[prev in list] [next in list] [prev in thread] [next in thread] 

List:       ipfilter
Subject:    Re: IPSTATE_MAX
From:       Charles <charles () cubbyhole ! com>
Date:       1999-06-17 19:10:17
[Download RAW message or body]


In simplified terms...A hash table is a trade off between space and 
time.  When you want to store random data, with the number of elements 
in constant change, that you need to frequently 
access, you can store it in a linear fashion, such as a linked list, 
which are slow to search as the search is linear from front to back.
Or, you can declare an indexed array, which may even need to be 
multidimensional.  You would need to delcare this array in advance with the 
maximum number of elements you expect to have.  This techniqiue is very 
fast, as you can directly index it, but it is also space consuming, as 
your index keys are often spaced widely apart (ie, a class B address 
would require 255x255 elements, most of which would likely never be used, 
at least not all at the same time, and would require a large amount of 
storage).  A 255x255 multidimensional array could consume a large amount 
of space, depending upon the size of each structure that you store.

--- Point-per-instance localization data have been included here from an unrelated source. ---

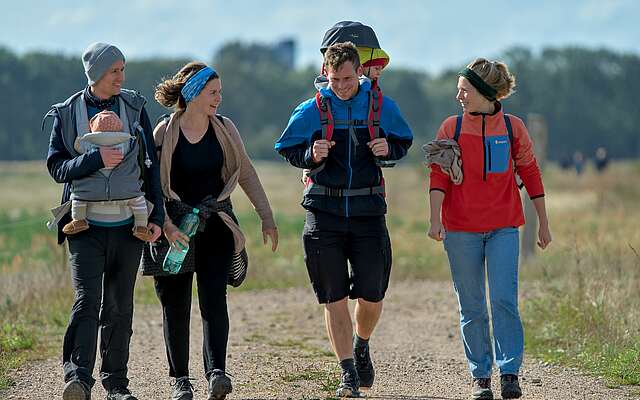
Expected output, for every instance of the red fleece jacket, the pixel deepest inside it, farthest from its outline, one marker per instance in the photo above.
(488, 197)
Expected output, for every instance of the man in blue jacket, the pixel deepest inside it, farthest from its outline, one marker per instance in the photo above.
(342, 135)
(104, 258)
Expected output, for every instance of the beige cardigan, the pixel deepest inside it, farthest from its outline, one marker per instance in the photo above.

Enter hash tables.   With a hash table, you might declare an indexed  
array of say, 29 elements.  Then you would use a hash 
formula to store the other 255x255 elements.   The catch here, is that 
you are obviously going to have table collisions, where two elements 
being used at the same time, hash out to the same spot in the indexed array.
At time of collision, you then have other choices to make.  Either start 
a linear search of the indexed array at that point to search for an empty 
element, or start a linked list at that point, which again involves 
linear searching.   With this method, you get some of the advantages of 
an indexed array (your hash gets you most of the way there) without the 
large storage necessary, but you then have the possibility of a 
performance hit.   Therefore, the larger you increase your table, the 
more space you may waste, but the better performance you might get, and 
vice versa.  Which is why, I'm assuming, that he said it should be 
bigger.  I haven't looked at the code, but I'll guess the structures he's 
storing are rather large, so he's trying to save kernel space, and taking 
the performance hit instead.   This may not be correct on high 
bandwidth links, with lots of NAT states to keep.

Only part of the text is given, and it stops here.